In calce il testo integrale dell’omelia del Patriarca Francesco Moraglia durante la S. Messa per l’ordinazione presbiterale
Un desiderio di pienezza: è ciò che accompagna Giacomo Ridolfi fin da quand’era bambino e che ora trova compimento nell’ordinazione sacerdotale, che sabato 22 giugno (ore 10) in San Marco riceverà per le mani del Patriarca Francesco. Pienezza, libertà e dono sono tre parole chiave nella vita di Giacomo, mestrino, 30 anni. Forse è il caso di partire dalla parola libertà, o da una delle sue accezioni: «È stato per volontà dei miei genitori, ma prevalentemente di mia mamma, che si dichiarava non credente, che da piccolo non sono stato battezzato.
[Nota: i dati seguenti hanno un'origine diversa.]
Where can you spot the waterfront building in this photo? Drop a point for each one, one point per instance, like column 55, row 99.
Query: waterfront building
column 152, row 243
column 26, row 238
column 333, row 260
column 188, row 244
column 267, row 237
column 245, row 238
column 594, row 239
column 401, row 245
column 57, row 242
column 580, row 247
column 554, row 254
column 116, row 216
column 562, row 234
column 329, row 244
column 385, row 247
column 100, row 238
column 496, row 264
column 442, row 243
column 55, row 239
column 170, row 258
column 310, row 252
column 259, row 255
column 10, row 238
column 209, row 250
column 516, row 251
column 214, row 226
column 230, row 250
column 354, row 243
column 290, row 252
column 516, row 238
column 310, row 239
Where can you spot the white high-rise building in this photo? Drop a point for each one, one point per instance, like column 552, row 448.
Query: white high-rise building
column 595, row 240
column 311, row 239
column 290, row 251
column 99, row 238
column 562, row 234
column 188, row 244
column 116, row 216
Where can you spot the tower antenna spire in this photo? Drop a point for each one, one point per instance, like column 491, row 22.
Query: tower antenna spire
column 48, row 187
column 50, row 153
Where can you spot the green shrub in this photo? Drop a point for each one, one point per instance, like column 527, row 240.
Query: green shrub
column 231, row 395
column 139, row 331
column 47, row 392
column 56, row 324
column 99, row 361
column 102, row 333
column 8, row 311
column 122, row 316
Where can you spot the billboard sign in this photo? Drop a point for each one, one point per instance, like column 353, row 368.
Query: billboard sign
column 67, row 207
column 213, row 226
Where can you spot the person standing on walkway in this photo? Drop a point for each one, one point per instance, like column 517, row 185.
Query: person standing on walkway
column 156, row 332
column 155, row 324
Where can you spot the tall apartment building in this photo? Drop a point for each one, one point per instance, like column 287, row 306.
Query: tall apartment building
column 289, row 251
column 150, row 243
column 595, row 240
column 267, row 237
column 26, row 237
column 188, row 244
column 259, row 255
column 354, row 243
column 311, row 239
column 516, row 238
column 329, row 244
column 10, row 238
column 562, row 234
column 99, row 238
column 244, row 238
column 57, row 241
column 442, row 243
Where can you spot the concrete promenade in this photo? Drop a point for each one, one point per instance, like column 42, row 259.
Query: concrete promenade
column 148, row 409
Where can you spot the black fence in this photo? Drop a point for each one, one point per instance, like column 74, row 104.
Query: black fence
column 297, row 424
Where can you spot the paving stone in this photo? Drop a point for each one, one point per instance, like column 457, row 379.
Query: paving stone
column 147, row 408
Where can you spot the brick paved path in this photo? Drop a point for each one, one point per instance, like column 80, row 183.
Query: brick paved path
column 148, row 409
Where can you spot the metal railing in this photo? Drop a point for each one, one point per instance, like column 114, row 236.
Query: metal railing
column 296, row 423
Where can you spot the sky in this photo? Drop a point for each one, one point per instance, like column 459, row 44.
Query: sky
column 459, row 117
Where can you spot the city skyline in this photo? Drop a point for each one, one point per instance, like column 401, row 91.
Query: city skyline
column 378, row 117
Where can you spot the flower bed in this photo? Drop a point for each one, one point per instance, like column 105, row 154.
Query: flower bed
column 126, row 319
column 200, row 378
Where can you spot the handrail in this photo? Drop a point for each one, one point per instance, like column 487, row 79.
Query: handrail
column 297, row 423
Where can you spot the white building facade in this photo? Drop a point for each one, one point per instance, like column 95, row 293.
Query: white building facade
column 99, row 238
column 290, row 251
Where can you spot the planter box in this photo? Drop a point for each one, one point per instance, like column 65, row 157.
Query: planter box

L’idea era che, rispetto al credo religioso, io fossi libero di scegliere da grande». Ma è la Provvidenza a mettere sul cammino del piccolo Giacomo due esperienze importanti: «Quella basilare è stata mia nonna paterna, che è molto credente. Il sabato e la domenica andavo da lei e con lei andavo a Messa: semplicemente vedendola imparavo anch’io che cosa fosse la fede». (…)
Nella veglia di Pasqua 2009 Giacomo riceve tre sacramenti: Battesimo, Eucaristia e Confermazione. La vita continua poi con la scuola – ragioneria al Foscari – e l’università: economia aziendale a Ca’ Foscari, con laurea triennale nel 2017: «Mi piaceva l’analisi dei costi, la contabilità gestionale, il buon funzionamento dell’azienda…». E la fede? Facciamo un passo indietro: «Don Gianni mi invita a partecipare al campo di orientamento vocazionale, allora guidato da don Raffaele Muresu. E di fronte alla mia domanda – Signore, indicami una strada… – quell’anno al campo c’era il segno di una lampada, dentro cui c’erano il nome e il cognome di ciascuno di noi. È stato allora che mi sono trovato di nuovo di fronte a un bivio…». Ma un ragazzo di 16-17 anni perché vuole entrare in Seminario? «Vedevo persone felici e che si volevano bene. Mi colpiva, per esempio, la fraternità fra i frati e le suore: un modo di volersi bene che non avevo visto da altre parti. E questo mi colpiva davvero tanto. Non ho pensato inizialmente alla vita del sacerdote in sé, ma a quest’esperienza di fraternità differente rispetto ad altri stili di relazione».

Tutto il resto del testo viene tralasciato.